La Cour du maçon

peinture de Canaletto (v. 1726-1730). National Gallery, Londres

Sur cette toile sont représentées l'église et l'école de la Carità, vues du Campo San Vidal, à Venise, servant alors de chantier pour la reconstruction de l'église voisine. Comme la plupart des œuvres de Canaletto, elle n'est ni signée ni datée, mais le goût de la mise en scène qui s'y manifeste et la lumière chaude qui la baigne évoquent la production de l'artiste des années 1726-1730.
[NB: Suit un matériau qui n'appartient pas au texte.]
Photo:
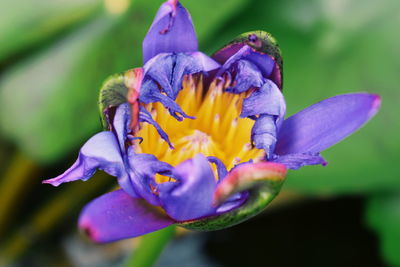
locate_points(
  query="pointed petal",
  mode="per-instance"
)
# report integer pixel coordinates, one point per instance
(121, 123)
(145, 116)
(167, 70)
(99, 152)
(144, 167)
(171, 32)
(296, 161)
(249, 68)
(268, 107)
(260, 182)
(117, 215)
(324, 124)
(191, 196)
(221, 169)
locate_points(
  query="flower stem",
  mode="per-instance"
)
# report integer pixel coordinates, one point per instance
(150, 248)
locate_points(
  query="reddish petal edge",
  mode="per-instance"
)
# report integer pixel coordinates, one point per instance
(117, 215)
(247, 176)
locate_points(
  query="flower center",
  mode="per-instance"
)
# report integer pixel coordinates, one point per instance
(216, 131)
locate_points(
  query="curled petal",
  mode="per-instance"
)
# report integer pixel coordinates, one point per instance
(99, 152)
(296, 161)
(247, 76)
(167, 70)
(190, 197)
(172, 31)
(264, 62)
(221, 169)
(143, 168)
(145, 116)
(249, 67)
(263, 133)
(121, 123)
(117, 215)
(262, 43)
(262, 181)
(324, 124)
(267, 106)
(150, 94)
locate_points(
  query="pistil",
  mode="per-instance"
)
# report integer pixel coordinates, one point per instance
(217, 130)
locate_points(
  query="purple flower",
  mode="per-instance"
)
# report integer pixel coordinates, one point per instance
(198, 141)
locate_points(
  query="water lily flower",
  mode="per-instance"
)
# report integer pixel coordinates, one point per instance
(201, 141)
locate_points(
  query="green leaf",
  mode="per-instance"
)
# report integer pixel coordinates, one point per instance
(383, 216)
(24, 23)
(48, 103)
(331, 48)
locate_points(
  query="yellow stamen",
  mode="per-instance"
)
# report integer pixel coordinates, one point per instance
(217, 130)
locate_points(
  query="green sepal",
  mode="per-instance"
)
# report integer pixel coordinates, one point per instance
(112, 93)
(264, 43)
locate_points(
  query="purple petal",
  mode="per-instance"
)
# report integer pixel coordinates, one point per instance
(206, 63)
(191, 196)
(143, 168)
(167, 70)
(222, 55)
(263, 133)
(267, 106)
(249, 66)
(326, 123)
(99, 152)
(247, 76)
(266, 100)
(221, 169)
(296, 161)
(150, 94)
(121, 123)
(171, 32)
(145, 116)
(117, 215)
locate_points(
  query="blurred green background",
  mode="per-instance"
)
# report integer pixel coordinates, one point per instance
(54, 55)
Si, à gauche, l'église, le Grand Canal et l'amorce du palazzo obéissent à un rigoureux parallélisme frontal, les sommets de la cheminée, du campanile et du fronton de l'église dessinent une diagonale opposée à l'oblique formée par les bâtiments de droite. Voulue par la perspective, cette dernière oblique est accentuée par la taille décroissante des maisons et prolongée par l'ombre portée de la maison de gauche, tranchant sur une zone inondée de soleil. Il est peu probable que la réelle topographie du lieu ait réuni tant de coïncidences heureuses pour la composition : sans doute le peintre s'est-il autorisé quelques entorses à la vérité pour planter ce décor de la vie quotidienne des petites gens de Venise, agencé suivant un équilibre parfait entre l'ombre et la lumière. Des tailleurs de pierre dégrossissent le marbre, des femmes vaquent à leurs occupations, un couple devise, dans une insouciance que ne parvient pas à troubler le petit drame qui se joue à l'« avant-scène » : un enfant tombe à la renverse devant une mère marquant un affolement de tragédienne. La veduta se pare ici du charme intime de la peinture de genre.